Week three — third-party. Make a list of 10 places your name should appear and doesn't (Reddit threads, industry roundups, podcast episodes, Wikipedia article on your industry). Write one real comment on Reddit, email two roundup authors, pitch one podcast. Don't try to do everything at once. Do it once a week, forever.

Week four — measure and iterate. Check server logs for AI bot hits. Run 10 manual ChatGPT queries you should rank for. Note where you're missing. Pick the two highest-value gaps and write content specifically aimed at them next.

That's it. There is no magic. There is no growth hack. People who tell you they can get you into ChatGPT in seven days for $2,000 are selling you nothing.

A closing rant about "GEO experts"

One last thing. The phrase "GEO" (generative engine optimization) is being thrown around a lot right now, mostly by people who two years ago were calling themselves "TikTok growth specialists" and three years before that were "blockchain consultants." Be careful out there. The work I described above is not new. It's careful, basic, technical SEO plus old-school PR plus a few new file formats. Anyone telling you it requires a $5,000 monthly retainer to do a robots.txt audit is full of it.

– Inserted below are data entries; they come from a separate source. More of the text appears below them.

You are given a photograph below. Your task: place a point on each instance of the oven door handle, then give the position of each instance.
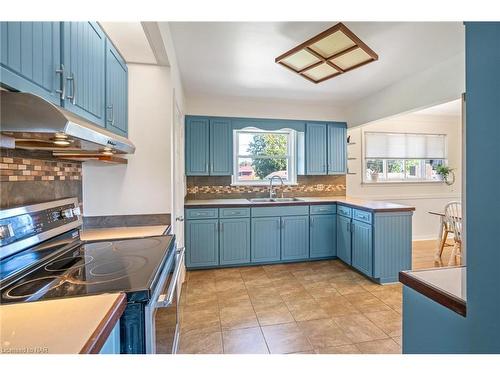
(165, 300)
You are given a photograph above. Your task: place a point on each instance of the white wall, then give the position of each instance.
(263, 108)
(439, 84)
(425, 196)
(143, 185)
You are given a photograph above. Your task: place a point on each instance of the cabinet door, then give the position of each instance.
(265, 244)
(116, 91)
(30, 57)
(221, 147)
(202, 243)
(316, 149)
(344, 238)
(294, 237)
(362, 254)
(234, 240)
(84, 70)
(337, 148)
(197, 155)
(323, 236)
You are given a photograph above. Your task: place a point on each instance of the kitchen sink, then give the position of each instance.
(273, 200)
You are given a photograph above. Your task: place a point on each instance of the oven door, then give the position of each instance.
(162, 318)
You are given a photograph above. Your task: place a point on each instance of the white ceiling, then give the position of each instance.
(237, 58)
(131, 41)
(453, 108)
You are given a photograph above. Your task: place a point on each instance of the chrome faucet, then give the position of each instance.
(272, 192)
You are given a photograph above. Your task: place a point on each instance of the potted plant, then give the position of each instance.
(446, 174)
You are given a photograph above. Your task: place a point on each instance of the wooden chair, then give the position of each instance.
(453, 215)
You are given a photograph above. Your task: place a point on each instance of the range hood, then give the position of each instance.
(36, 124)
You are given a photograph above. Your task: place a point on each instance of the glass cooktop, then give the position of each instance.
(99, 267)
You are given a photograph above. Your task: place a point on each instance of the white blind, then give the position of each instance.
(404, 146)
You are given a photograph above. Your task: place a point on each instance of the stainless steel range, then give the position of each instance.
(42, 257)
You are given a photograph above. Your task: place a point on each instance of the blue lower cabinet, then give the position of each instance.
(234, 241)
(294, 237)
(323, 235)
(112, 344)
(344, 238)
(202, 243)
(265, 240)
(362, 247)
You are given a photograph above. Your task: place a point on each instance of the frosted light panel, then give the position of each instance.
(320, 72)
(351, 59)
(332, 44)
(300, 60)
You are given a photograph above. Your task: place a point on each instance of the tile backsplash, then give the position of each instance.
(28, 177)
(212, 187)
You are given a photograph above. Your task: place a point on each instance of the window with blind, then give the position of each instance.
(403, 157)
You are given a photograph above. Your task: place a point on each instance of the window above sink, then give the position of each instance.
(261, 154)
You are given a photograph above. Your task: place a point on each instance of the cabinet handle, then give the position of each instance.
(72, 97)
(62, 82)
(111, 119)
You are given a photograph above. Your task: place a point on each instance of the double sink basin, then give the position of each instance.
(274, 200)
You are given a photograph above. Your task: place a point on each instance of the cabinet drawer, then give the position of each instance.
(362, 216)
(280, 211)
(323, 209)
(344, 211)
(202, 213)
(234, 212)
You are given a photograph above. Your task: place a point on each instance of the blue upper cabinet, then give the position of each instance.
(84, 48)
(221, 147)
(209, 146)
(116, 91)
(316, 149)
(30, 58)
(197, 146)
(337, 148)
(344, 238)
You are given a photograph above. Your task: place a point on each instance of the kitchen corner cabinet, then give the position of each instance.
(209, 146)
(84, 46)
(116, 114)
(202, 240)
(326, 148)
(70, 64)
(30, 58)
(266, 239)
(234, 241)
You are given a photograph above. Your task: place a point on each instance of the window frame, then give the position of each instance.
(291, 156)
(405, 180)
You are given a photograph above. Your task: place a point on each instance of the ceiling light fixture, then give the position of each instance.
(328, 54)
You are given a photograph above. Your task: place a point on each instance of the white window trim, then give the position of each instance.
(292, 157)
(365, 180)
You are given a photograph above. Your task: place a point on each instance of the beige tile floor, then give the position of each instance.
(313, 307)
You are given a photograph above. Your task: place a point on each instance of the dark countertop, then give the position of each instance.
(375, 206)
(446, 286)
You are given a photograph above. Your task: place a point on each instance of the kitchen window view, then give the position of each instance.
(402, 157)
(260, 155)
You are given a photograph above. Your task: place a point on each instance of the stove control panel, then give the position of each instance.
(28, 224)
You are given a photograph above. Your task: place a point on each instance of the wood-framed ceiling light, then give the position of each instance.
(328, 54)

The honest version of this work, when done by a real practitioner, is not glamorous. It is fixing a robots.txt file. It is rewriting an intro paragraph. It is convincing a client to do a podcast interview. It is checking Cloudflare. It is the kind of careful, boring, compounding work that most people don't want to do, which is why most sites are losing this race.

You don't have to be one of them. The free analyzer at the top of this site will tell you where you stand in about 30 seconds. The fixes are mostly things you can do this afternoon. The third-party work takes longer but it's the kind of thing you can build a real, durable business on.

Now go fix your robots.txt.


This piece will be kept up to date as the major models change their crawlers, schema preferences, and ranking behavior. Last updated May 21, 2026.